On a sans doute pas tout dit, mais on a déjà dit beaucoup sur la Sonate à Kreutzer de Lorenzo Gatto et Julien Libeer… Après avoir fait fureur au disque voilà tout juste un an, la voilà qui s’invite à l’auditorium du musée Dapper dans un programme mêlant Mozart, Bach et Beethoven : deuxième fois ce mois-ci que la Belgique triomphe à Paris.

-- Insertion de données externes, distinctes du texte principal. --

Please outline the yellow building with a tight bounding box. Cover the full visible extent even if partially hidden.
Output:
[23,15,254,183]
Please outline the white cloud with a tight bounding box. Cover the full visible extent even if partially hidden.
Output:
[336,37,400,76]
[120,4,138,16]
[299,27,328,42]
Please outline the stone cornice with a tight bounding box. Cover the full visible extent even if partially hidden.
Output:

Une œuvre telle que la Sonate pour piano et violon de Mozart (en sol majeur, K 301) pose le problème de la spontanéité dans toutes ses dimensions avec, d’un côté, les interprétations qui usent et abusent de l’artifice comme pratique essentielle (taquineries de phrasé, exagération du trait) et de l’autre, celles qui fétichisent l’innocence et la pureté contre ce même artifice. Par chance, Julien Libeer ne tombe dans aucun de ces pièges, ses lectures sont une formidable démonstration de ce qu’est la spontanéité musicale : il est tout sauf un pianiste qui « s'écoute jouer ». Chez lui, la musique est exposée sans guillemets, dans une simplicité qui n’exclut pourtant pas la richesse d’invention. La différence, c’est qu’au lieu d’être mises en exergue, les idées musicales sont intégrées au discours, sans intention didactique. Rappelons à cet effet que Maria João Pires a été l’un de ses maîtres, lui inoculant ce toucher fluide, ce jeu sans flagrance qui fait de lui un chambriste hors pair.

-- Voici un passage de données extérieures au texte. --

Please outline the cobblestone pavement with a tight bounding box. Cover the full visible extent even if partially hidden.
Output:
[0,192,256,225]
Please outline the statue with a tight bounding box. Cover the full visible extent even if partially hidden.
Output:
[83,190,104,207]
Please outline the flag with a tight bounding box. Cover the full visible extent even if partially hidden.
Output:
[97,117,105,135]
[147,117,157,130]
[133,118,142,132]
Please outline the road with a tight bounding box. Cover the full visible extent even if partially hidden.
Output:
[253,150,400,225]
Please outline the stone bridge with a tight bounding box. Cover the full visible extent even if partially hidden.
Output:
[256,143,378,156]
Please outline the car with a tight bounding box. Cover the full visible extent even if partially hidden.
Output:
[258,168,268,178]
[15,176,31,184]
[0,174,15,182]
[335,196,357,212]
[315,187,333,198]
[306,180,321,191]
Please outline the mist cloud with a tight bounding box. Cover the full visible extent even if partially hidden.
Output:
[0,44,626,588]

Aucune introduction n’est si tendue, si physique que le presto qui suit les premiers accords de la Sonate à Kreutzer. Dès les premières secondes, on est fasciné par ces audaces si éloquentes, pratiquées dans la continuité du chant. Montrant à nu les mécanismes de la conduite beethovénienne, Julien Libeer feint par moment de s’enliser dans le son pour mieux s’en extirper, tandis que des mouvements de convection donnent vie aux grands flux de doubles-croches. Parfois, il se glisse sous l’attaque du violon, surgissant par en-dessous, avant d’ouvrir les écluses… et toute cette eau sonore de s’engouffrer et disparaître dans une embrasure. Avouons-le, des effets pareils, on n’en entend pas tous les jours. Ce basculement des préséances, pourquoi serait-il interdit de l’opérer sur Beethoven ? D’autant qu’on a mieux que la surprise : le frisson, le choc physique.